Into that glaring scene stepped Crowded House in 1986 with a self-titled debut album that cast a much softer, more flattering light. Two-thirds of the group, singer and guitarist Neil Finn and drummer Paul Hester, had plied their trade with the critically-adored but commercially-underserved power poppers Split Enz. With bassist Nick Seymour rounding out the Australian-based trio, the newly-formed Crowded House relied not on flash or sizzle, but rather on the tried-and-true combination of affecting melodies and clever lyrics.

They also boasted a debut single in “Don’t Dream It’s Over” that managed to soothe American ears weary of the bombastic emptiness that filled much of the Top 40 at the time of the song’s release. It shot to #2 in the spring of 1987, not bad for a track that came relatively easy to songwriter Finn. “I wrote that on my brother’s piano,” Finn recalled to Goldmine. “I’m not sure if I remember what the context was, exactly, but it was just about on the one hand feeling kind of lost, and on the other hand sort of urging myself on: Don’t dream it’s over. That one actually fell out literally, without me thinking about it too much.”

Instrumentally, the song is built on Finn’s trebly guitar work and producer Mitchell Froom’s spiraling organ fills. Meanwhile the lyrics don’t fall into any kind of linear narrative. Instead they’re a fascinating mixture of cosmic observations (“There is freedom within, there is freedom without”) and mundane details (especially in the second verse, which describes the narrator’s broken-down car.)

Although there is undeniable melancholy floating through both the lyrics and Finn’s delivery of them, there also persists a resilient streak that suggests that two people might just have a chance of navigating these various pitfalls. That streak is there when the narrator insists to his overwhelmed companion, “But you’ll never see the end of the road while you’re travelling with me.” And it’s definitely there in the us-against-them rallying cry in the refrain: “They come, they come/To build a wall between us/You know that they won’t win.”

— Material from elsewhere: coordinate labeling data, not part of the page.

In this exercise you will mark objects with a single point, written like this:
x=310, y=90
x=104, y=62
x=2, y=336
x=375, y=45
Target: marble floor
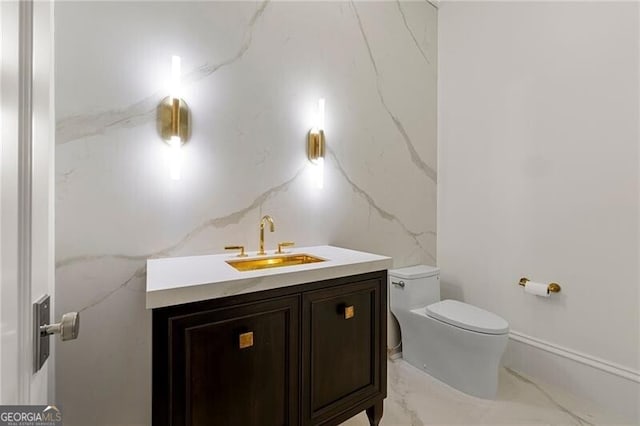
x=416, y=399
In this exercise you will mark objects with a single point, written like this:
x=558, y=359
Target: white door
x=26, y=195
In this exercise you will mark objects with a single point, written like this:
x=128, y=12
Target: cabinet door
x=341, y=348
x=235, y=366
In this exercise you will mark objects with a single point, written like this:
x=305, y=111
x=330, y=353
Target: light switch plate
x=41, y=316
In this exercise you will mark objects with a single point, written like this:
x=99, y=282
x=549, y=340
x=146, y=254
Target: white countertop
x=177, y=280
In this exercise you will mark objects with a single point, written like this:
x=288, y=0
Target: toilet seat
x=468, y=317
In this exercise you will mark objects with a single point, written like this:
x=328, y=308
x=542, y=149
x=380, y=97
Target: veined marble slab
x=177, y=280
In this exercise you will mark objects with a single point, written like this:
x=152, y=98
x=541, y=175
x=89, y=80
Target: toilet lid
x=468, y=317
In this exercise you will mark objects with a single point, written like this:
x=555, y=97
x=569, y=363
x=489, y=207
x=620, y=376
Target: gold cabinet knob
x=246, y=340
x=349, y=312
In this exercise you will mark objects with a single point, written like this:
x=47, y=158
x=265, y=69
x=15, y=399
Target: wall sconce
x=316, y=145
x=173, y=120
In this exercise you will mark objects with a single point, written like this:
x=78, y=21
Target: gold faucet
x=265, y=218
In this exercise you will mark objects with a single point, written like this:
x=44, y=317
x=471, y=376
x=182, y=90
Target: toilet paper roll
x=538, y=289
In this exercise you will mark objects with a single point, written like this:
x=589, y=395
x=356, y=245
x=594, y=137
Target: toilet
x=457, y=343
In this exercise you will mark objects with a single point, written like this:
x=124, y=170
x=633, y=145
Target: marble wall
x=539, y=177
x=253, y=73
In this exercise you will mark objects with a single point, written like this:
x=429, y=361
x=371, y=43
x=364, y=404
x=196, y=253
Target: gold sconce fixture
x=316, y=145
x=174, y=120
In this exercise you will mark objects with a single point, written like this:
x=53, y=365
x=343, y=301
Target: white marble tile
x=416, y=399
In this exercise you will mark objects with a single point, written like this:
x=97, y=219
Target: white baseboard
x=612, y=386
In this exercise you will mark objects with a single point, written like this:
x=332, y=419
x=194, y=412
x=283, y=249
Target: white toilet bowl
x=454, y=342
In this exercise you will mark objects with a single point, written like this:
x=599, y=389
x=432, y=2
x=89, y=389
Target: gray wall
x=253, y=73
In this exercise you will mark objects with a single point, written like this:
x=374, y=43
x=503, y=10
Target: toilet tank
x=413, y=287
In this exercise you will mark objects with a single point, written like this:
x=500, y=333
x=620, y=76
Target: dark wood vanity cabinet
x=310, y=354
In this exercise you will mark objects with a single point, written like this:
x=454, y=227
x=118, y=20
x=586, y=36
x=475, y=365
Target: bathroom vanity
x=291, y=345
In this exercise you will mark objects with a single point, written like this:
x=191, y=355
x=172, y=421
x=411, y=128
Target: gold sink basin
x=273, y=262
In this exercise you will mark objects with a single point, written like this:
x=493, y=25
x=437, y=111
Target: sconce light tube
x=174, y=120
x=315, y=138
x=316, y=146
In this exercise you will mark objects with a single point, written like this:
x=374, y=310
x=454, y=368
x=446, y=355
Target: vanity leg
x=375, y=413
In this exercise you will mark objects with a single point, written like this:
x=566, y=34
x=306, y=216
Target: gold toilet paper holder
x=551, y=288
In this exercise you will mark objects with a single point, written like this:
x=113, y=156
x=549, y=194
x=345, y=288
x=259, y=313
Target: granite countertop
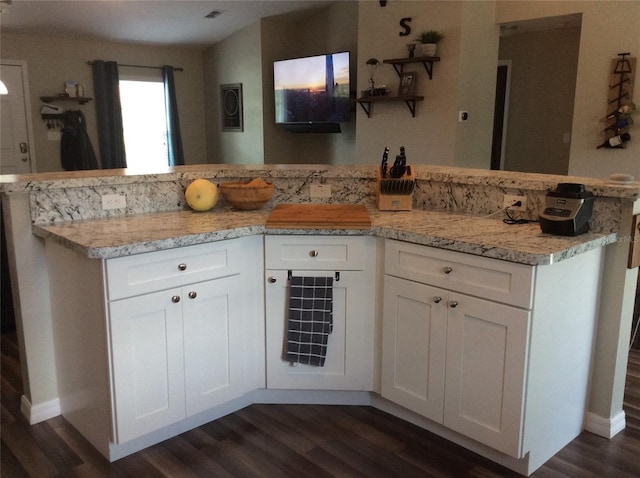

For all of its soulful yearning, “Don’t Dream It’s Over” ultimately projects a calming and reassuring vibe. Maybe that’s what struck such a chord upon its release and what still charms folks today, especially those who know the feeling of “Trying to catch a deluge in a paper cup.” In this brilliant song, Crowded House suggests it’s OK if some of the flood spills over, as long as you have someone you love to carry you to higher ground.